However, DCLG ministers are under no illusions about the challenge. Local government minister Phil Woolas told Public Finance that councils' use of the third sector is varied. 'Some councils are very good at it, others are appalling,' he says.

That's not yet a major problem because, outside of the housing sector, just 2% of public spending involves charitable or voluntary organisations.

But Blair wants that to rise significantly. So how will this be achieved when Whitehall wants to be less prescriptive to local authorities? Woolas says the answer lies in councils focusing on outcomes linked to public satisfaction and a simultaneous 'loosening of town hall reins'.

'The government has put a huge amount of extra money into councils – 40% extra in real terms – and the Audit Commission says that councils have improved their services. But the public's satisfaction and expectation has got worse. However, where you have services delivered by charities… then satisfaction levels go up,' Woolas claims.

Longer-term funding is also central to Whitehall's improvement plan. As part of wider DCLG plans to provide three-year financing to local authorities, councils will be expected to plan, on a rolling three-year basis, third sector funding commitments from 2008.

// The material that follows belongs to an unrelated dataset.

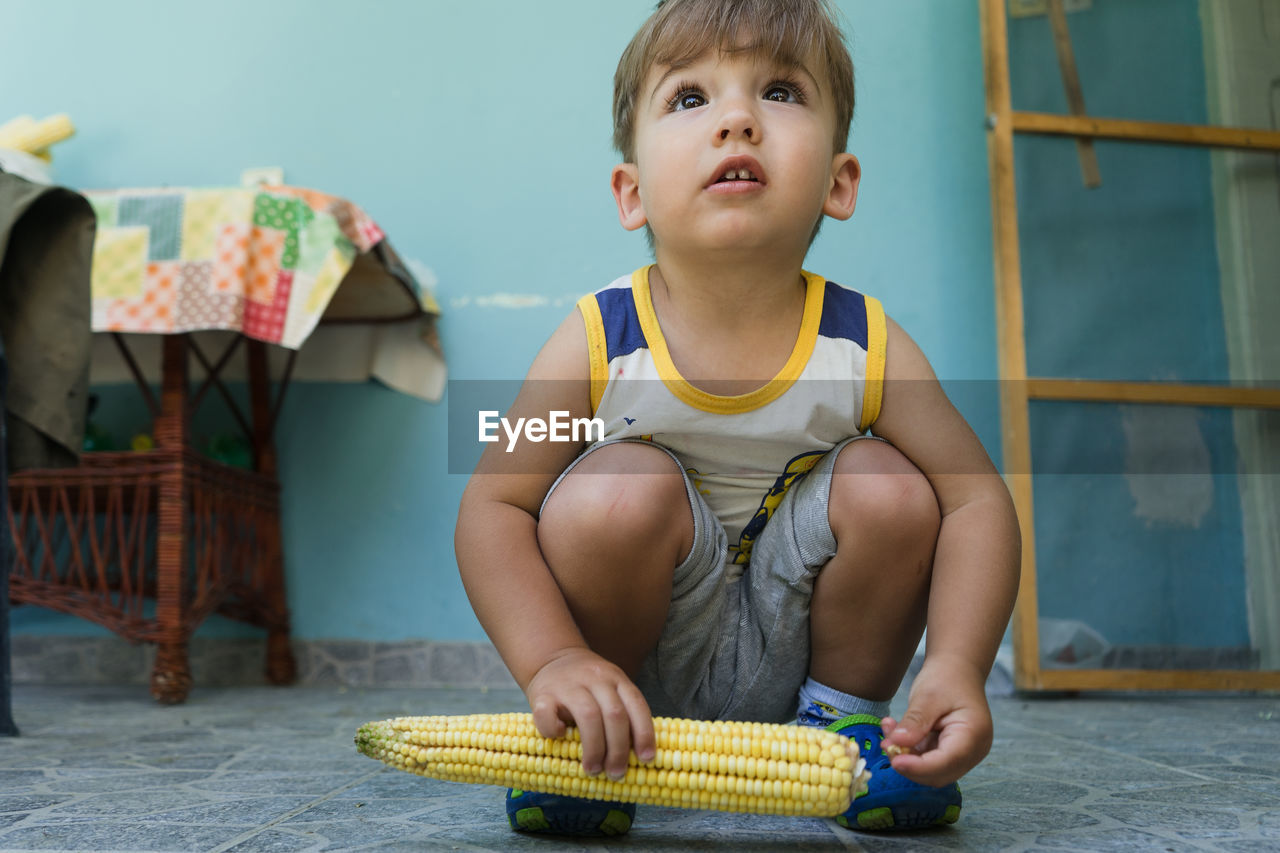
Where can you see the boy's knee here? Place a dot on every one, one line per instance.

But herein lies the paradox. Woolas says that if he is simultaneously asking councils to be more efficient and effective with their cash, and to plan three-year settlements, then economies of scale must emerge.

'If you do it by economy of scale, then you may damage local communities and you may damage the voluntary and community sector,' the minister acknowledges.

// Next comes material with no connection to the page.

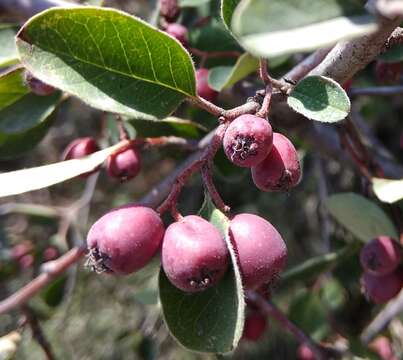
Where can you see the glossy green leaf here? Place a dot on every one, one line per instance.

One solution could be to give greater powers to larger charities. Woolas cites Groundwork UK – a federation of local and regional trusts that have pooled expertise and resources at regional levels – as a potential blueprint.

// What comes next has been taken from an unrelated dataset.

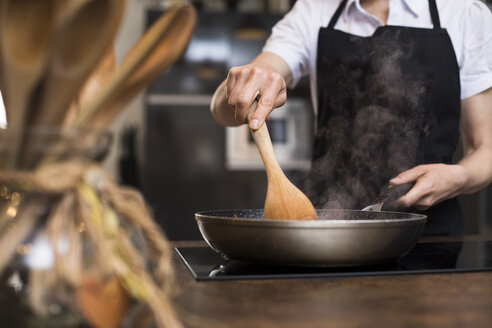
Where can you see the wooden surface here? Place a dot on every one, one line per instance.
(427, 300)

But more familiar hurdles also exist. One is the charitable sector's poor procurement record.

Launching a review of the £220m 'community equipment' market last week, Blair suggested that having better knowledge of local markets allows the third sector to be more flexible.

But Woolas is less sanguine. 'I'm worried about the procurement process. I think the private and voluntary sectors are not getting as a good a deal as they could,' he warns.

Privately, ministers believe that local bodies are hindered by European legislation and procurement 'tick-boxing'.

Blair has promised to break down barriers to the private and voluntary sectors' ability to compete for contracts, and Number 10 last week told PF it could review the legislative framework shortly.

But Woolas adds: 'We can't on the one hand say that we're devolving power and then legislate to say “this is how you should do it”.'

He argues that 'a change of local authority management culture is also crucial'. The biggest step towards that is a 'double devolution' of power: councils helping to create effective local professional bodies representing the third sector.

Charity may traditionally begin at home – but it is quite decidedly moving into local public policy.